So, the new Visual Studio 2015 release has a new “Xamarin” plugin, which allows you to directly build .NET projects and export to both Android and iOS. You can use the latest version of .NET with all the bells and whistles, and can even create shared projects that use a common MS .NET lib that is linked to Android, iOS, and Windows builds. Is there a reason that Unity can’t use this method? For the last ten years, we’ve been told that the reason Unity could never update Mono was because Xamarin would not allow anyone to build iOS apps on Mono without paying for a Mono license due to LGPL lawyering, but apparently now all developers can do that for free. Can someone explain? Is there still really a need for spending years of dev time on IL2CPP?
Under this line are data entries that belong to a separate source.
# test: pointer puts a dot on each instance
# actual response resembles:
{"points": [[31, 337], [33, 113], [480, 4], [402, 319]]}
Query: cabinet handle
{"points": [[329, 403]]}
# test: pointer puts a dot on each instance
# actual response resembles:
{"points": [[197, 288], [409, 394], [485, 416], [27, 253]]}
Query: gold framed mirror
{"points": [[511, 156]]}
It’s not free and you need a Xamarin subscription… which is not cheap
As Ostwind said, it’s not free. You have to buy the Xamarin license yourself and it’s not cheap.
https://store.xamarin.com/
I’ve been trying to figure out how the licensing works because it’s not particularly clear. When you install the new VS RC, you can install Xamarin and build to it without buying anything. Maybe it’s giving you some kind of free entry tier Xamarin license and you have to purchase a subscription for more features? There’s not a lot of info.
Ok I think I figured out what’s going on… it basically installs the VS plugin and what I assume is a starter version of Xamarin with reduced output options, and then you have to buy a subscription to do a full release:
Yep, you have no go-live licensing with the plugin.